DEATH CERTIFICATE

JAMES LAYNE

Date:    21 September 1944
Cert:    27648 
Place of Death: County: Knott   City or Town:  Amburgey, Ky.
Street Number or Location:  Rural
Length of stay in hospital or community: (blank)
Usual Residence of Deceased: State: Kentucky   County: Knott
City or Town: Amburgey, Ky.     Street No.:  Rural 
Full Name:  James LAYNE 
If Veteran Name War: (blank)
Social Security No.: (blank)
Sex, Color or Race, Marital Status:  Male, White, Married
Husband or Wife of:  Ollie FRANKLIN LAYNE
Age of husband or wife if alive: 26 years
Birth date of deceased:  09 October 1915 
Age:  28 years, 11 months, 12 days
Birthplace:  Newport, Tenn. 
Occupation:   Miner 
Industry or business:  Working in mine
Father Name:  James LANE 
Father Birthplace:  Ky. 
Mother Maiden Name:  Rachel KINSLEY  
Mother Birthplace:  Ky. 
Informant:  Mrs. Ollie LANE, Amburgey
Burial Place:  Amburgey, Ky. 
Date:  24 September 1944 
Signature of funeral director:  Maggards, Hazard, Ky.
Date received by local registrar: 04 December 1944 
Registrar's Signature:  Ida Livingston Rose B. Craft Acting Reg.
Date of Death:  21 September 1944 
I hereby certify that I attended deceased from (blank) to (blank), that I last saw him alive on (blank), and that death occurred on the date stated above at 6:30 a.m.
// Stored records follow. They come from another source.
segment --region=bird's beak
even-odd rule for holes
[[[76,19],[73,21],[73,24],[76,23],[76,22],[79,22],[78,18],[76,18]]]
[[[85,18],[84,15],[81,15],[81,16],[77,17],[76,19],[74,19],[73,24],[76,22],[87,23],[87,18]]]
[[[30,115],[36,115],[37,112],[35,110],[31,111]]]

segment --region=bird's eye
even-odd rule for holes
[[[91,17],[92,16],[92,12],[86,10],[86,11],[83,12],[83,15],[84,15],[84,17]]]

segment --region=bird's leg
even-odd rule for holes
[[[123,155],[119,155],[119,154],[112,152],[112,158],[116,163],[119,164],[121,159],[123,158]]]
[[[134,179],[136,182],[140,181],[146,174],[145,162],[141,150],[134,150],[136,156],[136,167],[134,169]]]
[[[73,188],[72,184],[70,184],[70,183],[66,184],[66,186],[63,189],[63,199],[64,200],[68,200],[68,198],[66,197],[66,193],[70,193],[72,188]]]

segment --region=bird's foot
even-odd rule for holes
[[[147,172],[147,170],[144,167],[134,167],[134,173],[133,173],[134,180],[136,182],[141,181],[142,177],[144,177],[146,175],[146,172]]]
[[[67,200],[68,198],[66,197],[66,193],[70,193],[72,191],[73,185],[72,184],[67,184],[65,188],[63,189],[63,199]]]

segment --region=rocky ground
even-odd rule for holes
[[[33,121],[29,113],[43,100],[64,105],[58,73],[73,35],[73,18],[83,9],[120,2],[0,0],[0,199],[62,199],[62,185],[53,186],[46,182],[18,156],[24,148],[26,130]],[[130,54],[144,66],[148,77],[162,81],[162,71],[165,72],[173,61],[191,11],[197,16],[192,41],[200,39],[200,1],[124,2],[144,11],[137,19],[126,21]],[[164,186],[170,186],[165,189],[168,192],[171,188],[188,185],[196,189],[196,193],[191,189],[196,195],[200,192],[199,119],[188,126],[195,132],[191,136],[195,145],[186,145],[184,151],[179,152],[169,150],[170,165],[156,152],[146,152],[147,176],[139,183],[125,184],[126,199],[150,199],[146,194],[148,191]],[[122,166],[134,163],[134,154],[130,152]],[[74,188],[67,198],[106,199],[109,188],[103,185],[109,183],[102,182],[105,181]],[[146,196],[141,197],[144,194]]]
Immediate cause of death:  Gun shot.  Wife left man sitting by fire & when she returned he was sitting dead in his chair with gun clutched in his hands 
Duration: (blank)
Due to:  (blank)
Major findings of operations: (blank)
Accident, suicide, or homicide: Suicide
Date of occurrence: 21 September 1944
Where did injury occur: In the home
While at work:  (blank)
Means of injury: Gun
Signature & Address:  J. W. Duke, M.D., Hindman, Ky.